LA MORT EN DIRECT
Sog.: dal romanzo The Unsleeping Eye (1973) di David G. Compton. Scen.: David Rayfiel, Bertrand Tavernier, Géza von Radványi. F.: Pierre-William Glenn. M.: Michael Ellis, Armand Psenny. Scgf.: Anthony Pratt, Bernd Lepel. Mus.: Antoine Duhamel. Int.: Romy Schneider (Katherine Mortenhoe), Harvey Keitel (Roddy), Harry Dean Stanton (Vincent Ferriman), Thérèse Liotard (Tracey), Max von Sydow (Gerald Mortenhoe), William Russell (dottor Mason), Vadim Glowna (Harry), Caroline Langrishe (la ragazza del bar), Bernhard Wicki (il padre di Katherine). Prod.: Bertrand Tavernier, Elie Kfouri, Alain Sarde per Selta Films, Sara Films, Little Bear, Antenne 2, TV 13 Fernseh-und Filmgesellschaft mbH, SFP – Société Française de Production, ZDF – Zweites Deutsches Fernsehen, Corona Filmproduktion GmbH. DCP. Col.
Scheda Film
In un futuro non precisato, sarà bene non guardare negli occhi il proprio interlocutore. Tale è l’implicito consiglio che ci viene da La Mort en direct di Tavernier. Infatti, questi potrebbe avere delle minuscole telecamere inserite nelle pupille e alimentate dalla luce solare o elettrica. E il tuo volto, i tuoi gesti, i tuoi atti più intimi e segreti potrebbero essere trasmessi, magari via satellite, a una mondovisione tesa a trasformare ogni attimo di vita in spettacolo, con te involontario protagonista. […] Ma la vita un po’ per volta viene a noia ai telespettatori affamati di novità. Occorre, quindi, la sua antagonista: la morte. In altri termini, riprendere l’agonia, e poi la morte, segretamente, in diretta. Allora sì che lo spettacolo è garantito! […] Questo lo spunto di partenza che un romanzo avvenirista che David Compton ha offerto a Tavernier per darci un film di ‘fantaetica’, cioè di quella corrente della fantascienza che alle ipotesi cosmiche preferisce le ipotesi sociologiche e coscienziali. In quanto a propositi, quindi, La Mort en direct si apparenta ai film di Watkins, a La decima vittima di Elio Petri, a Fahrenheit 451 di Truffaut.

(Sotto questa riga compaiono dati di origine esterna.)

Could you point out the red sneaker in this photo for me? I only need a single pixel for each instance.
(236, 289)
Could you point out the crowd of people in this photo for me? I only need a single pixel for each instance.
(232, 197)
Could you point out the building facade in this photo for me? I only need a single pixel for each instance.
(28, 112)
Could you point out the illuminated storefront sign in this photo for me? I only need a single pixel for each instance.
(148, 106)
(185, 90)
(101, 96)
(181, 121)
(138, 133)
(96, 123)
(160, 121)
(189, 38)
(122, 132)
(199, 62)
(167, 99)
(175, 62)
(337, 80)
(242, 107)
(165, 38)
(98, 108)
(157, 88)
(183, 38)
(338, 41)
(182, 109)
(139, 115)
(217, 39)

Callisto Cosulich, “Cinema 60”, n. 140, luglio-agosto 1991
Consumata dall’ansia, tormentata dai dubbi su tutto e soprattutto su sé stessa, poteva dare tutto purché ci si mostrasse generosi quanto lo era lei: “Se hai bisogno di me e sai farlo capire ti darò tutto, purché tu faccia altrettanto. Altrimenti prendi un’attrice più facile. Ecco, prendi Charlotte Rampling”. Si credeva incapace di improvvisare; per i dialoghi era vero, ma nelle emozioni si tuffava come nelle rapide. Le inquadrature andavano avanti ben oltre la loro durata normale. Mi ha insegnato a non dire più “Stop” dove ero solito dirlo. Romy Schneider faceva parte di quegli attori che danno la direzione, la musica della regia. Dettava, quasi imponeva inquadrature molto lunghe, movimenti molto ampi. Se non la rispettavi poteva montare su tutte le furie. Sautet dice che lei gli ricorda Mozart. Io ho pensato soprattutto a Verdi o a Mahler. Durante le riprese ci scrivevamo continuamente, e ho conservato alcune delle sue lettere, alcuni dei suoi biglietti tutti firmati Katherine, dal nome del personaggio del film. Il primo è semplicissimo: “Sarò la tua Katherine, senza alcuna autocommiserazione”. Era entrata completamente nel personaggio.